Stumbling Through the Sixties by Howard Flomberg | Books in Review

Howard Flomberg undertook his short autobiography,   Stumbling Through the Sixties (CreateSpace, 162pp. $12.95 paper), as a project to stay sane once poor health forced him into retirement. He takes the reader through his impoverished childhood in Queens, New York, through his Air Force career, and to the present day.

His style is breezy and anecdotal, like that old uncle you had when you were a kid who loved to tell stories and wax philosophical. Flomberg seems to have had a desperate childhood, growing up as an orthodox Jew in a difficult household. His father died when he was quite young, to be succeeded by a brutish, alcoholic stepfather. Relatives sometime helped, but money was a constant issue. Flomberg had trouble in school. He was smart but easily bored, and his grades were poor. He was chubby and wore hand-me-downs. 

Howard Flomberg

After flunking out of college, he entered the Air Force as the lesser evil—the other choices were the Army and the Marines. Luckily, they trained him in the very earliest computers, vacuum tube models. He was stationed in Bangkok, where, in one of the book’s more exciting scenes, he acquitted himself well in a knife fight with some local toughs.
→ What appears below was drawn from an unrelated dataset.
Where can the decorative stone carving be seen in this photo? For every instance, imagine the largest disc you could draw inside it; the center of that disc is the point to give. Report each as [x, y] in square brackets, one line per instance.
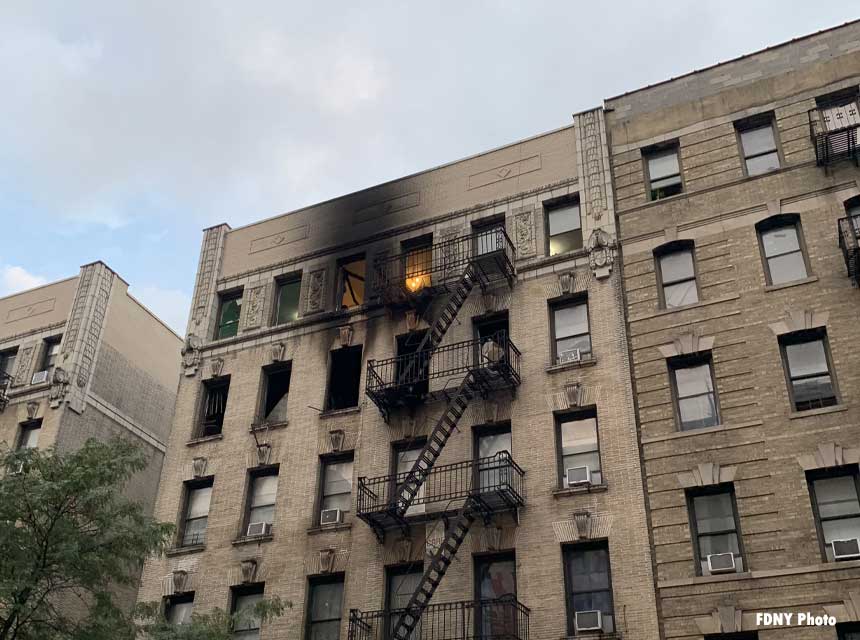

Flomberg writes about a CIA operation, Igloo White, that placed sensors along the Ho Chi Minh Trail, and used the results to analyze the data in South Vietnam. Flomberg was flown into the Igloo White base to pull maintenance on the systems, and there were firefights all around him.

Perhaps in a future book Howard Flomberg will write more about Igloo White, an intriguing, outlandish undertaking. He should be congratulated just for getting his book in print. Like your uncle, he’s often entertaining.